Guardé el cuchillo en el saco. La casera nos miró extrañada, probablemente adivinado de qué se trataba aquel evento fortuito. Buena tarde Ignacio, dijo. Buena tarde señor… X, agregué, este es mi amigo X, señora. Vinimos a resolver unos asuntos financieros. Ella debió pensar: ¿Qué asuntos? , si las piezas de aquí son baño-habitación. No hay espacio ni para poner una mesa. Pero dijo: Ah, qué bueno, Ignacio, qué bueno conocerte un amigo. X sudaba, volteaba hacia los lados en busca de un objeto contundente. Algunas gotas de orina o unos gramos de mierda bajarán por su pierna en este momento, conjeturé. Bueno, seño, vamos a subir. Claro, que les vaya bien.
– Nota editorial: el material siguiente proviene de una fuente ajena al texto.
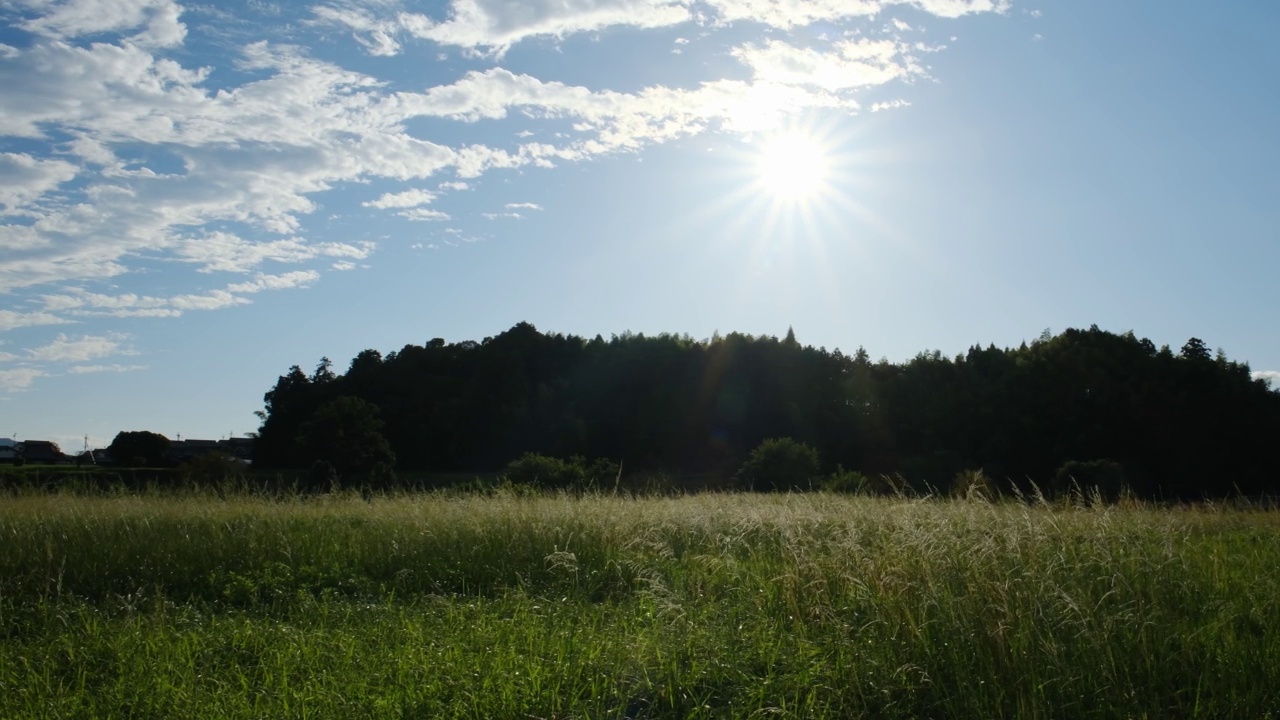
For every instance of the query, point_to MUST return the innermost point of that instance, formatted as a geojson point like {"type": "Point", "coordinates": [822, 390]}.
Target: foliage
{"type": "Point", "coordinates": [600, 606]}
{"type": "Point", "coordinates": [574, 473]}
{"type": "Point", "coordinates": [973, 484]}
{"type": "Point", "coordinates": [344, 438]}
{"type": "Point", "coordinates": [781, 464]}
{"type": "Point", "coordinates": [1184, 424]}
{"type": "Point", "coordinates": [846, 482]}
{"type": "Point", "coordinates": [140, 449]}
{"type": "Point", "coordinates": [1104, 479]}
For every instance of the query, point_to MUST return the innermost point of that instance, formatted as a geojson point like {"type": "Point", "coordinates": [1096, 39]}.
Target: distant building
{"type": "Point", "coordinates": [186, 450]}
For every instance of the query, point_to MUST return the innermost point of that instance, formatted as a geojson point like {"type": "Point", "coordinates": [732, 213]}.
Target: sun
{"type": "Point", "coordinates": [792, 167]}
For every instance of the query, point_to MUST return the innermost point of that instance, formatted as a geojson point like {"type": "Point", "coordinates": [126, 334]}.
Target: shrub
{"type": "Point", "coordinates": [780, 464]}
{"type": "Point", "coordinates": [846, 482]}
{"type": "Point", "coordinates": [1102, 479]}
{"type": "Point", "coordinates": [554, 473]}
{"type": "Point", "coordinates": [973, 484]}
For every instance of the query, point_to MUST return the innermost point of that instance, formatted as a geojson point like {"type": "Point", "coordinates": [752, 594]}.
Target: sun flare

La televisión estuvo prendida desde la mañana, cuando vi en el noticiero matutino que X daría una conferencia. Le pedí amablemente que se sentara en el único sofá de la pieza. Pero me miraba estupefacto, petrificado. ¿Cuántos de tus libros preservas en tu casa?, pregunté ¿Qué?, contestó. No te hagas al listo—saqué el cuchillo. Le mostré las dos caras. Amabas reverberan con la luz que entraba a raudales por la ventana—. Es mejor que dejemos algo en claro: a todo lo que pregunte, tienes la obligación de responder. Puedo fumar, dijo X, como si no me hubiera escuchado. Sin con eso estarás tranquilo, sí, dije. Un paso después de la meta, es la victoria. La expectativa no debe opacarla. La realidad es el presente. X prendió el cigarro y el humo se filtró directamente hacia la ventana. Era una imagen hipnótica: él fumando, el humo rodeándolo como si tuviera vida propia y luego saliendo por la ventana, hacia la calle, como si quisiera auxiliarlo o indicarle una ruta de escape, algo imposible a esas alturas.